If you’re clever, you can make Pinterest work for B2B - by thinking about it less as a tool for e-commerce but more as a visual representation of what you do.
Everybody is still talking about Pinterest. In the last year the site has gone from having 700,000 unique users to over 20 million. The site has a strong bias towards the B2C (business to consumer) sector – interiors, style, food and crafts are the most pinned categories on the site.

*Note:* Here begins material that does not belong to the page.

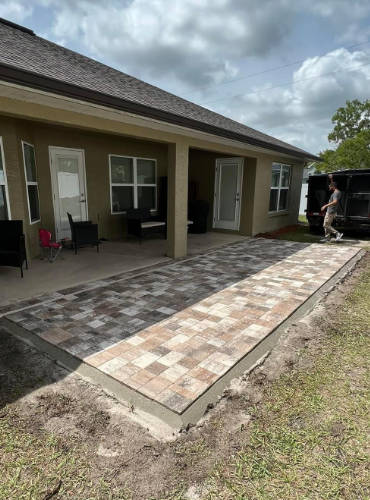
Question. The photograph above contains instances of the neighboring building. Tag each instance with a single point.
(310, 169)
(79, 136)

That said, if you’re clever, you can make Pinterest work for B2B too – by thinking about it less as a tool for e-commerce but more as a visual representation of what you do. Here’s how:
Pinterest as a showcase for your business – Think about what you do, the key topics in your sector and what your target market might be interested in is a great place to start. Make sure you have a full profile, including your social network links, profile picture, bio and, most importantly, a link to your website. Start with a company information board -This is the place to tell people about what you do, link people to your websites and social networks – it is your business in a visual format. Check out the ‘Find us’ board we set up for Our Social Times here. Optimise your website for Pinterest – Make your site more visual with images that can be pinned, and add a ‘Pin It’ button to your site so people visiting can add to their Pinterest boards. Create a board with pins showing what you do, whether you offer services such as accountancy or products like heavy machinery. Infographics – These are really popular on Pinterest, and chances are there will be one related to your sector. Search on Pinterest for keywords, make your own infographics or find infographics using sites like visual.ly. Pin and repin them and feature them on your Facebook page. Free downloads, eBooks and white papers - These make great reasons to click through from Pinterest to your site. Give each an attractive cover image/page and pin this to your board, then link through to your website where people sign up to receive the paper by email. This way you’ll build a better Pinterest profile and grow your email list at the same time. Find your counterparts - This might be clients, colleagues or industry blogs. Follow their boards, repin their content and, off Pinterest, start pinning images, blog posts, infographics that would be interesting to your followers. Cross promote – Think about Pinterest as a way to feed content in to your other social networks. Images, infographics and video all transfer really well, especially to your Facebook page. Be selective about this though, you don’t want to flood your networks with Pinterest content. Be social – Repin, comment and follow others. By networking on the site you’ll build more followers and your pins will be repinned more often. Find people who are interested in the same subjects as you and repin their pins that would be interesting to your audience.